Very well made and with some excellent acting, Yann Demange’s ’71 really manages to recreate the atmosphere of the early seventies, and I found it exciting from start to finish. Most of the film also seemed very realistic, and the brilliantly shot riot scene at the beginning does a wonderful job of showing how it must have felt for young, inexperienced soldiers who’d had no training in police work or crowd control to be heavily outnumbered by an enraged and violent mob. The soldiers are the ones with the guns, but they’re soon running for their lives. Even though officially they haven’t even left the country, they find themselves in a totally alien world, a point which is effectively illustrated when a kid asks Gary, the main character, whether he’s a Catholic or a Protestant. He says he doesn’t really know, as he wasn’t really brought up to follow any religion, and the kid looks at him as if he’s mad: how can anyone not know such an important, life-defining fact about themselves?
What also comes across very well is the complexity and confusion of the political situation, with factional in-fighting on the republican side and the British undercover guys doing dirty deals with everyone on both sides, so that in the end it becomes very difficult to know who can be trusted and who might be a traitor. It was interesting to see that when the soldiers are given their initial briefing they’re shown a map of Belfast and are told which are the ‘Protestant areas: friendly’, and the ‘Catholic areas: hostile’. Officially the army was there as a neutral peacekeeping force to keep the two sides apart, but that wasn’t how they were perceived by the locals on either side of the divide. To all intents and purposes the army had been brought in to help the Protestant police force fight the IRA, and everyone, including the army, was very much aware of the fact.
— SPOILER WARNING !!! —
Important plot details might be revealed beyond this point…
So far, so good, but once the main narrative gets going, with Gary lost in a hostile environment and being searched for by different groups who want him dead for different reasons, I felt that slightly too much realism was sacrificed for the purposes of entertainment and excitement. He wanders around completely empty streets, with not a policeman or soldier in sight, just stumbling from the Catholic to the Protestant stronghold and back again, even though there were road blocks and barriers separating the two. Following the explosion he’s in a seemingly safe Protestant area and only has to wait for the first police or army patrol to show up, but at that point we were only half way through the film and I wondered how it was going to progress from there. No problem: Gary just wanders off into the mist, he’s soon back in IRA territory and the excitement can continue. So, although most of the film felt very realistic, some parts seemed anything but, and this was reflected in the comments on IMDb. A surprising number of these were by people who claimed to have grown up in Northern Ireland or even in Belfast at the period in which the film was set, and they were about equally divided as to whether it showed the place exactly like it was, or whether it was all a complete fantasy.

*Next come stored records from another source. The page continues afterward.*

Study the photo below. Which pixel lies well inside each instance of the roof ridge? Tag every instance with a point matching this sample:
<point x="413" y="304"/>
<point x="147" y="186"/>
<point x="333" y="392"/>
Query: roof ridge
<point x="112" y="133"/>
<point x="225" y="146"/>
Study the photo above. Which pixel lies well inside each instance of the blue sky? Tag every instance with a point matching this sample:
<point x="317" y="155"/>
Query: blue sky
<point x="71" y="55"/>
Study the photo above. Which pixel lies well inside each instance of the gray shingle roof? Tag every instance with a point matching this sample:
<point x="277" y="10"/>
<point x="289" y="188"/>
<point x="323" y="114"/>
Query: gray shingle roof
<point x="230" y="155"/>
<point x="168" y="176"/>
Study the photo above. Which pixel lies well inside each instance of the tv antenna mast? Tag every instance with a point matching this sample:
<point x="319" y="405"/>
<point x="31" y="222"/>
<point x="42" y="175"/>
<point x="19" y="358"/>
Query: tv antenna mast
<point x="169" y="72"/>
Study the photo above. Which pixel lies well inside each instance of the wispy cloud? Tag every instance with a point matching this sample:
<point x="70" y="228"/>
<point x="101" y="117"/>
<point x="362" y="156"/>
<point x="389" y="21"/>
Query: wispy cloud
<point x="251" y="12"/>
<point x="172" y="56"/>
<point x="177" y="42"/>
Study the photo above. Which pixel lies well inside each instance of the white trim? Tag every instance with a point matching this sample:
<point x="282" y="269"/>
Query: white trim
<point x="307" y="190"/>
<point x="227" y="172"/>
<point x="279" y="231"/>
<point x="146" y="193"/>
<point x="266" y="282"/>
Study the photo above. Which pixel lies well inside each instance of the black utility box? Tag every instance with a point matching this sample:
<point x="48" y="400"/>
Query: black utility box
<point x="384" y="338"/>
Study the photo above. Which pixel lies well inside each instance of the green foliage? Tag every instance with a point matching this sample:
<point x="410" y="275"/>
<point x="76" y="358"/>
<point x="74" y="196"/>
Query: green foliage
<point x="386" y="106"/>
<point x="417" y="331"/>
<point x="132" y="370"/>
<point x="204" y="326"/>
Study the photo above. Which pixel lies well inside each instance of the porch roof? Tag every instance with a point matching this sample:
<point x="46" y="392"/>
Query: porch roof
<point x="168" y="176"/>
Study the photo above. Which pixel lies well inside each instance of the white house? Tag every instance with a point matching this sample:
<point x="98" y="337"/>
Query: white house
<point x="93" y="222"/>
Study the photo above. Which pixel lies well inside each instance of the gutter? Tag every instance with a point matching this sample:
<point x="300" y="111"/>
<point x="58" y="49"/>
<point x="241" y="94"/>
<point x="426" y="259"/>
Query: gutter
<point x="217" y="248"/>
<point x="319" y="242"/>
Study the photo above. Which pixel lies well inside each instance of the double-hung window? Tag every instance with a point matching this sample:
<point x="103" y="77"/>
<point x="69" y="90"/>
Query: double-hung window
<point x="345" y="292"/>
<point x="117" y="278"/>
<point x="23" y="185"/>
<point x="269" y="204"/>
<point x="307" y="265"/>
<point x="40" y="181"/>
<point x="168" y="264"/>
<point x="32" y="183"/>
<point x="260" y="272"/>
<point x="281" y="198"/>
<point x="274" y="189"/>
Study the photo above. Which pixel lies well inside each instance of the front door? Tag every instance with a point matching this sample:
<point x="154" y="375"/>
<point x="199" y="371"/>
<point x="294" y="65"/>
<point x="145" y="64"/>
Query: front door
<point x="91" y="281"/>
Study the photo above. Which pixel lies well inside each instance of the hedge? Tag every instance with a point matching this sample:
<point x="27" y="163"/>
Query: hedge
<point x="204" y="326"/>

The final shoot-out is also a bit o.t.t., and could almost have come out of a typical Hollywood spy thriller or western. And another point which bothered me just a little bit was the way we are shown Gary in his home setting at the start and end of the film. We see that he’s grown up in a children’s home and has a loving relationship with a young guy still living in the place, probably his younger brother. This has nothing whatsoever to do with the rest of the film, and is presumably only included to make sure that we, the audience, find Gary a nice guy and are suitably sympathetic to his plight when he gets into trouble later on. And even if this background material served a purpose at the start of the film, did we really have to see him going back to the children’s home at the end for a happy reunification scene? The ending was a bit of an anticlimax altogether: Gary is rescued, the dirty business he’s stumbled upon gets hushed up in about two minutes of dialogue, he throws his dog tags into the sea to let us know that he’s disillusioned with the army, and he gets the bus across the peaceful English scenery to his happy ending. Surely that could have been better.
In spite of these slight criticisms this is a powerful film which, for me at least, paints a very believable picture of what Belfast must have felt like in 1971: a complete Hell-hole in which you really wouldn’t want to find yourself. But I knew that already, just as I also knew that war is terrible, religious bigotry and conflict are terrible and people can be terrible, so this film didn’t really tell me anything I didn’t already know. In other words this was a good film, but not quite interesting enough to qualify as a masterpiece.